My book, ‘Bring Her Down’: How the American Media Tried to Destroy Sarah Palin, has just been released. The following is adapted from Chapter 7 of the book.
In the event of a possible Palin presidential run, it remains to be seen whether the media can pull off the same act with the same success twice. At first glance it would seem obvious that they can, because of the head start they’ve already given themselves. To a large extent, they’ve already made her into a political punchline. Millions of voters would be coming to this hypothetical race with a set of preconceptions about Palin that would be very hard to shake.

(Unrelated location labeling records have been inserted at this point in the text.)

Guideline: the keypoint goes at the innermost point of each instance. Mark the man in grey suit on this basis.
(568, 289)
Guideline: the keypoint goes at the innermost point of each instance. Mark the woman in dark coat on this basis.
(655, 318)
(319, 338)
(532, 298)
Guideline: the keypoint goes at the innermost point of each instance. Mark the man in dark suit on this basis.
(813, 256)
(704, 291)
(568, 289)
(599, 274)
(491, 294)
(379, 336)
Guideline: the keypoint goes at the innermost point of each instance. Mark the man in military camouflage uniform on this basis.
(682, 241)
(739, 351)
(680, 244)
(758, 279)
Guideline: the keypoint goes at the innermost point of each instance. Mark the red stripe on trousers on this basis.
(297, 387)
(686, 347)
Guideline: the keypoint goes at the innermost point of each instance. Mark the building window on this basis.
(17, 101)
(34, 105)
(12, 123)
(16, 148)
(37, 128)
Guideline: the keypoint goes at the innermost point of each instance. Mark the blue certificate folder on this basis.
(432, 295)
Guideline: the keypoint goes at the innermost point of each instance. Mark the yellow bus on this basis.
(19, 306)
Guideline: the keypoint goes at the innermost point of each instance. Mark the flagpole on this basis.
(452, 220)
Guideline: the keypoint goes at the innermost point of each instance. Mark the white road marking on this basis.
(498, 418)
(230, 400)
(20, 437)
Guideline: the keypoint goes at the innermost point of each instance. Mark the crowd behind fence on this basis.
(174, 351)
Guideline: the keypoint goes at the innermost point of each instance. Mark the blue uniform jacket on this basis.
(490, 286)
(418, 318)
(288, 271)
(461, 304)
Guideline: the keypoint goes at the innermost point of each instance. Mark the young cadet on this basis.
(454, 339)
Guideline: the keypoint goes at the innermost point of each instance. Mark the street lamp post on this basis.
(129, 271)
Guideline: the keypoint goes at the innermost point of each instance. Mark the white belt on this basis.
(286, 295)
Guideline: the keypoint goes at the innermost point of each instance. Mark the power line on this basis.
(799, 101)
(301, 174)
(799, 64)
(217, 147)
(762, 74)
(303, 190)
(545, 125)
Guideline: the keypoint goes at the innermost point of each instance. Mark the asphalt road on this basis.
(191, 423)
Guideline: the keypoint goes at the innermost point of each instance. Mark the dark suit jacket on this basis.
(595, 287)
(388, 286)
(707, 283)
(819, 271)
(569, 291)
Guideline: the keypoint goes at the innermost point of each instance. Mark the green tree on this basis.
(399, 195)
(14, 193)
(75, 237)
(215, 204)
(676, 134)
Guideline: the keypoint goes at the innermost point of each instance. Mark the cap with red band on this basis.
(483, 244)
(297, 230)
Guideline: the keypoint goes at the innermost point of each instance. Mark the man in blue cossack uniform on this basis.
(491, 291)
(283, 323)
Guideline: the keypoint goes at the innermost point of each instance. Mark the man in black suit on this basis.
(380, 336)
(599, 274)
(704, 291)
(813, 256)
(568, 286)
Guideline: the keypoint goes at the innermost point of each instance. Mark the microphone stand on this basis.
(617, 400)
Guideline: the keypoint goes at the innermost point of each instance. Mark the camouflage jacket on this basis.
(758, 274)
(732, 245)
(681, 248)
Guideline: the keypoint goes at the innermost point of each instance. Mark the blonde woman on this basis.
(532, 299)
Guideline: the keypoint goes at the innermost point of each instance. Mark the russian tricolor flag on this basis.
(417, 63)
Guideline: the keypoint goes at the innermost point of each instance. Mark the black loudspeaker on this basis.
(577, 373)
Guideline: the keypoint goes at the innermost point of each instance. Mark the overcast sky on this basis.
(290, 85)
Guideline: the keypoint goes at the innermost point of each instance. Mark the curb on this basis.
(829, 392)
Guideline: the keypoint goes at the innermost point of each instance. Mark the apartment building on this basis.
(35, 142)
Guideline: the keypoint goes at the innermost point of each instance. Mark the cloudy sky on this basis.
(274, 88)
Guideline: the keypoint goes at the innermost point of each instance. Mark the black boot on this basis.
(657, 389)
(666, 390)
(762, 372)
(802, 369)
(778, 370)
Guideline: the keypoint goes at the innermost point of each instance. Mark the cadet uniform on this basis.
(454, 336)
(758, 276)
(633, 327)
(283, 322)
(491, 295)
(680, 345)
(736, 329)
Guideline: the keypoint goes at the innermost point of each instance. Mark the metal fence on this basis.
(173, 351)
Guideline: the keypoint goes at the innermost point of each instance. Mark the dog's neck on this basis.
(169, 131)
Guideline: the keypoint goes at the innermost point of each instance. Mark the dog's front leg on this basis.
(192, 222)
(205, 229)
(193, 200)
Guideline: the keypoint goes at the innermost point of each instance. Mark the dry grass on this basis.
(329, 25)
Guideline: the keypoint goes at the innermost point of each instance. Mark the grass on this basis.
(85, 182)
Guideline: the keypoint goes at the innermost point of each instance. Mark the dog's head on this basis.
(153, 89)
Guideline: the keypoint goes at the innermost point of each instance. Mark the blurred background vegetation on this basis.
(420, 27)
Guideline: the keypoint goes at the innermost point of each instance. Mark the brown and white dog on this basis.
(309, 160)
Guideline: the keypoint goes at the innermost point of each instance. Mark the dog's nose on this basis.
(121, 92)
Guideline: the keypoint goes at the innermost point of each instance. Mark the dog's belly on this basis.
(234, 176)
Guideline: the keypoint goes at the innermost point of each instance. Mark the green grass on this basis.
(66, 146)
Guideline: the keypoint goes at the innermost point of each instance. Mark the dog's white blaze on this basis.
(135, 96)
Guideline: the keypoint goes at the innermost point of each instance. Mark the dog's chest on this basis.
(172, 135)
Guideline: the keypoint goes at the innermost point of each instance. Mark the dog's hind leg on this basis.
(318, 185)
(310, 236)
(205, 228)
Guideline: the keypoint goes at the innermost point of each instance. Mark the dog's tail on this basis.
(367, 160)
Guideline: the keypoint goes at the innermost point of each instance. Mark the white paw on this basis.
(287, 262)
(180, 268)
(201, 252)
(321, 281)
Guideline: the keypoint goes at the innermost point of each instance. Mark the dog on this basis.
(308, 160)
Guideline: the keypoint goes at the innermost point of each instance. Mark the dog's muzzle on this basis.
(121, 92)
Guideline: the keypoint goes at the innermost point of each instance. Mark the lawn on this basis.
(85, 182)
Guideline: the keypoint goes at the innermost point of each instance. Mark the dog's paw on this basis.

There are those—including many conservatives—who insist that Palin can never run for national office again because she was so effectively “Dan Quayled” by the media. It’s an image, they argue, that can’t be overcome. There’s something unsettling, though, about the idea that any politician—or any person—should resign himself or herself to being defined for all time by what the media says, particularly by the kind of grotesque caricature they created of Sarah Palin. In a way it’s even worse than the “It’s her own fault” meme that was used against her so many times: when her e-mail account was hacked, when her children were mocked, and so on. That meme at least assumed that she had a little bit of control over her own fate; the “She got Quayled and that’s it” meme suggests that the best thing that a political candidate damaged by the media can do is bow her head meekly and submit to her ordained fate.

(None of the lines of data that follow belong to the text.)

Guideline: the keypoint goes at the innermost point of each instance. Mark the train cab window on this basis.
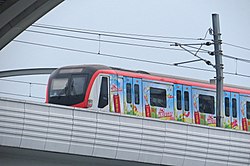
(186, 101)
(128, 93)
(227, 110)
(206, 104)
(248, 110)
(59, 87)
(178, 96)
(137, 94)
(158, 97)
(103, 97)
(77, 85)
(234, 108)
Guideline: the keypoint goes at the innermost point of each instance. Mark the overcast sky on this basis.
(168, 18)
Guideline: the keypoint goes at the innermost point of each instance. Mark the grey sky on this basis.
(189, 18)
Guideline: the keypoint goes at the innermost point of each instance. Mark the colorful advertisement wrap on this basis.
(153, 110)
(244, 122)
(116, 95)
(201, 117)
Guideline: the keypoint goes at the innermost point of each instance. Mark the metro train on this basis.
(140, 93)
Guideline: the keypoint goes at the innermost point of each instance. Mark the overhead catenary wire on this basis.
(22, 95)
(131, 44)
(23, 82)
(236, 46)
(116, 33)
(100, 40)
(121, 57)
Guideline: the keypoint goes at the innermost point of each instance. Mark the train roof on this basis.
(163, 77)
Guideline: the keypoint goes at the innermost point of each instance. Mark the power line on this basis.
(103, 34)
(138, 45)
(116, 33)
(237, 59)
(23, 82)
(126, 58)
(105, 41)
(236, 46)
(21, 95)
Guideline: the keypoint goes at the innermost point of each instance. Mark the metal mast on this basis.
(219, 69)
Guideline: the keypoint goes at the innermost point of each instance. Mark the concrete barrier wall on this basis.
(108, 135)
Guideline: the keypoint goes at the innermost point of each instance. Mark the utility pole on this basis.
(219, 69)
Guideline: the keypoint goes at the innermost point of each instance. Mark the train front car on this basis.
(69, 85)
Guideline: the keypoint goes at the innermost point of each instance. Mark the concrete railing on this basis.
(108, 135)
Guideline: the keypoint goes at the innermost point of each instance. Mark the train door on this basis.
(227, 120)
(245, 113)
(188, 113)
(235, 122)
(158, 100)
(132, 96)
(116, 94)
(182, 103)
(103, 98)
(204, 107)
(137, 97)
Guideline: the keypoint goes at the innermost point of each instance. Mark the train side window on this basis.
(206, 104)
(234, 108)
(103, 97)
(178, 96)
(248, 110)
(227, 110)
(137, 94)
(128, 93)
(186, 101)
(158, 97)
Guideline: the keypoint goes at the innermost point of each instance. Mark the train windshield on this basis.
(68, 89)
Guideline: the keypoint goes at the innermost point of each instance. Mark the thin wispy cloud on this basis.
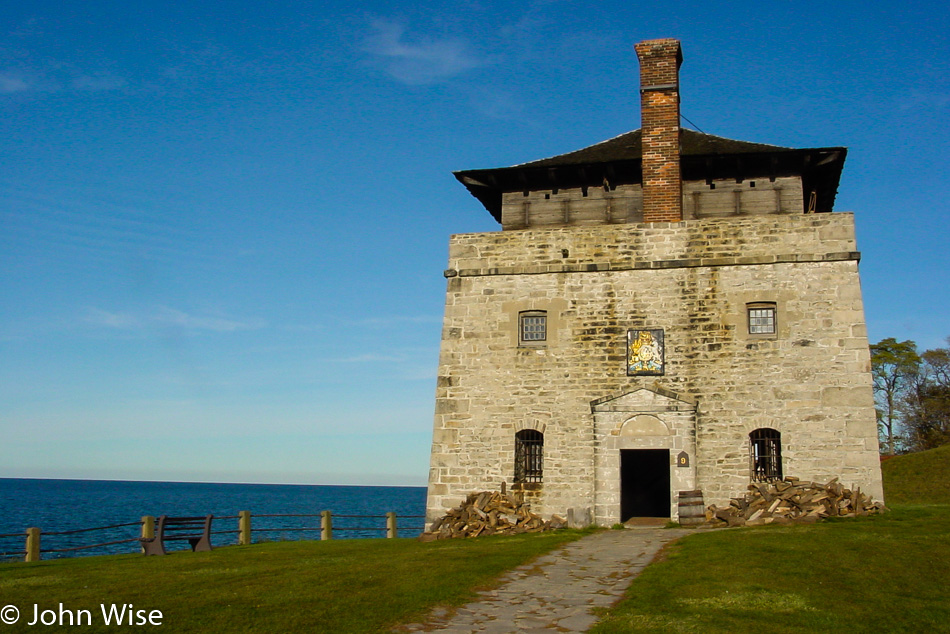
(12, 83)
(417, 61)
(395, 320)
(164, 317)
(96, 83)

On the other hand, in the process of creating those preconceptions, the media may have unwittingly thrown a few advantages Palin’s way. A good deal of what they did during the 2008 race was simply crying wolf: spreading rumors and making insinuations about her that were either untrue or grossly exaggerated. It may have begun to sink into voters’ minds that more often than not, after the media has begun proclaiming yet another Palin scandal, nothing really happens. The supposed lies and cover-ups about her family; the ethics complaints; the charges of incitement to racism, hatred, and violence—all of these and more have had a disquieting tendency to evaporate when seriously pursued.